Motherwell meets the poet Frank O’Hara, with whom he will collaborate on a number of projects.
1952
Motherwell speaks at the “Aesthetics and the Artist” seminar in Woodstock, New York, organized by the Artists Equity Association. Other speakers include Newman, Rothko, and David Smith.
1952
Toward the end of the year, Motherwell accepts a commission for an 18-by-7-foot tapestry to be installed in a new synagogue in Springfield, Massachusetts.
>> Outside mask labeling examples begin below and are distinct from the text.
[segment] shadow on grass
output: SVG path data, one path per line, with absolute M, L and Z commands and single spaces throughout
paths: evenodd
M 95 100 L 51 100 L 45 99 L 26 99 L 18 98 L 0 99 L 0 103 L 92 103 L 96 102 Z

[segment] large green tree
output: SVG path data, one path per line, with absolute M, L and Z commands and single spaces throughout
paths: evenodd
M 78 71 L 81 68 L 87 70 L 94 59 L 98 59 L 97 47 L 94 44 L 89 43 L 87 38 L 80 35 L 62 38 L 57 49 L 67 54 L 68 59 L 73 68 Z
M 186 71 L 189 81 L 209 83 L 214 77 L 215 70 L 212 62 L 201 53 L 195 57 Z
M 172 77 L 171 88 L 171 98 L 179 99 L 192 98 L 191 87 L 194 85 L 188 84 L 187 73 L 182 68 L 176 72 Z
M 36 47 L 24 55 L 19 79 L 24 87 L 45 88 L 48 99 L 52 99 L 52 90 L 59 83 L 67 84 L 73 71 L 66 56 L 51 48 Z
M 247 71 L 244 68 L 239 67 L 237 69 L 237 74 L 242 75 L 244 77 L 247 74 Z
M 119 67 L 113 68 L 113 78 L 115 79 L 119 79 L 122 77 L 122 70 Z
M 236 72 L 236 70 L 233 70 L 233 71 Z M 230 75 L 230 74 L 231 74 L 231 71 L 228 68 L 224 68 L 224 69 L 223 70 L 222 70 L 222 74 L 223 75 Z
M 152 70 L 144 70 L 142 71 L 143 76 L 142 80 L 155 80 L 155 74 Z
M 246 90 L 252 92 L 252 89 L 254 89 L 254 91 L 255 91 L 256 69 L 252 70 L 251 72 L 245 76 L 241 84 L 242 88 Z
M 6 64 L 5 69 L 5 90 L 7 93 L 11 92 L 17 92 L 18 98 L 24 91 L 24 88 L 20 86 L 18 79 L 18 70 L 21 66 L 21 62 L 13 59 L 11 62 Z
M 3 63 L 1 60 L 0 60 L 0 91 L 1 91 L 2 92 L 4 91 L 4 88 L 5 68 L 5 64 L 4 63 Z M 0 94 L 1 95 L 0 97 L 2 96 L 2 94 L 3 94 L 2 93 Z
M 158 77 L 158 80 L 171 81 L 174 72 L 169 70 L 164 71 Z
His work on the tapestry inspires several new paintings including Fishes with Red Stripe.
1953
On January 28, Motherwell’s daughter Jeannie is born.
In April, Motherwell purchases a three-story brownstone at 174 East Ninety-fourth Street, where he will live until 1971.
1953
In April, Motherwell exhibits five small Elegy paintings at the Samuel M. Kootz gallery, including Spanish Elegy XIV (Palamos), along with his first major series of collages since the late 1940s.
1953
In his house on East 94th Street, Motherwell paints some of his most iconic works—a series of large-scale canvases, including Diary of a Painter.
1953
The Easel I and four drawings are included in II Bienal do Museu de Arte Moderna, São Paulo, in December.
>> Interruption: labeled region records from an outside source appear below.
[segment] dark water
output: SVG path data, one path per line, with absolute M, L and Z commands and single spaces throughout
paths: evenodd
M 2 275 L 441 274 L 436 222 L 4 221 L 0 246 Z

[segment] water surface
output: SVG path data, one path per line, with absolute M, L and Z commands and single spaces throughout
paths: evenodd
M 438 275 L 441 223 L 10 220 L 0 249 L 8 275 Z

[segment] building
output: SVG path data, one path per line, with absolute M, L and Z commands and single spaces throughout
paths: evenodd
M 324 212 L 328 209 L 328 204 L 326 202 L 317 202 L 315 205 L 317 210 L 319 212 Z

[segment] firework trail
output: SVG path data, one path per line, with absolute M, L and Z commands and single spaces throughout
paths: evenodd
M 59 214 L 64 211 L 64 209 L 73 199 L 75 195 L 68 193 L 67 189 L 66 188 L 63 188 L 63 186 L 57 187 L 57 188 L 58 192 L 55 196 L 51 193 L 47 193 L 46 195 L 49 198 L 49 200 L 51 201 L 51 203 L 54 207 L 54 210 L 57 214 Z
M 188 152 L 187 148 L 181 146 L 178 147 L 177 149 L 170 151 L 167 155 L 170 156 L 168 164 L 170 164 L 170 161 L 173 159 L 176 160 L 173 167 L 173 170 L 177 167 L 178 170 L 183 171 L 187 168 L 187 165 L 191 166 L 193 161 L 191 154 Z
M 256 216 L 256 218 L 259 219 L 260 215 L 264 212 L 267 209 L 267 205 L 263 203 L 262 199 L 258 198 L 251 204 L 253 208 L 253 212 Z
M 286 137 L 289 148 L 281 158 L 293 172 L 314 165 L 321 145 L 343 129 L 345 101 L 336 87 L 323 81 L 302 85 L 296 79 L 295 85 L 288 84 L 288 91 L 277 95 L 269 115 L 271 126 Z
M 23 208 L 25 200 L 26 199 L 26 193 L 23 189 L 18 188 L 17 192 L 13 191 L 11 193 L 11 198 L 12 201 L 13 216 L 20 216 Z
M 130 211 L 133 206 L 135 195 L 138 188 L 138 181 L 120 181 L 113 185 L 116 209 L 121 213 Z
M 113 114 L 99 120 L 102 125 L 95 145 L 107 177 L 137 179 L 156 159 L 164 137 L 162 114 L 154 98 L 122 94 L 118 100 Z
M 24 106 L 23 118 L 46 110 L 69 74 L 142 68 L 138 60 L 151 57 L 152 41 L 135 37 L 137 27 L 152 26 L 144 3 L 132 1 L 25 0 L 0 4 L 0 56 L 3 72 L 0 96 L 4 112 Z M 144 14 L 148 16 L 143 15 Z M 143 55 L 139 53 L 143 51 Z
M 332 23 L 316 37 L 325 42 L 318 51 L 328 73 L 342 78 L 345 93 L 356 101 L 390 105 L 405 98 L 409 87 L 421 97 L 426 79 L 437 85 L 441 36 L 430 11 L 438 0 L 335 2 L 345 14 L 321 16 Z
On December 27, Motherwell sells his Chareau-designed house in East Hampton to Barney Rossett, the owner of Grove Press.
1954
Younger American Painters: A Selection, which opens on October 17 at the Solomon R. Guggenheim Museum, includes Wall Painting IV.
1954
In October and November, Motherwell travels throughout Germany as part of an American delegation that includes Richard Lippold, architect Richard Neutra, designers Charles Eames and George Nelson, and John Coolidge, director of the Fogg Museum. The four-week trip is sponsored by the German government as part of the planning process for the post-war reconstruction of German cities.
1955
In January, Motherwell leaves the Samuel M. Kootz Gallery after ten years.
1955
During the first half of the year, Motherwell paints a number of Je t’aime paintings. He later describes the phrase “Je t’aime” that is inscribed in large cursive script across the center of each canvas as “a cry that I would like to love.”
In the Fall, Je t’aime No. II is included in The 1955 Pittsburgh International Exhibition of Painting and Sculpture at the Carnegie Museum of Art.
1955
Motherwell’s second daughter, Lise, is born on April 14.
1956
In Februray, Shozo Shimamoto sends a letter to Motherwell to introduce the Gutai Art Group and ask him for a critique of their journal Gutai. For Motherwell, the interest of the Gutai artists represents a further affirmation of the international spirit of modernism.
In the summer, Motherwell purchases an eighteenth-century house at 622 Commercial Street in Provincetown.
1956
In October, Motherwell joins the Sidney Janis Gallery.
1956
Motherwell creates a series of new collages, several of which include fragments of poems by Paul Eluard, including “Jour la maison nuit la rue,” which comes from Eluard’s poem “Par un baiser.”
1957
In April, Elegy to the Spanish Republic XXXIV is exhibited in 8 Americans at the Sidney Janis Gallery. Seymour H. Knox buys the painting and donates it to the Albright Art Gallery in Buffalo, N.Y.
1957
In May, Motherwell’s first solo exhibition opens at the Sidney Janis Gallery. It features eighteen works from the past four years and includes both paintings and collages. He will continue to show at the gallery until 1962.
1957
In May, Elegy to the Spanish Republic XXXIV is included in Contemporary Art: Recent Acquisitions, 1954-57 at the Albright Art Gallery in Buffalo.
1957
Motherwell and Betty return to Provincetown for the summer. Realizing that their marital difficulties are unsurmountable, they decide to end their marriage.
1957
Toward the end of the year, Motherwell begins a relationship with the painter Helen Frankenthaler.
He later retitles a collage made in the fall of 1957 as Helen’s Collage.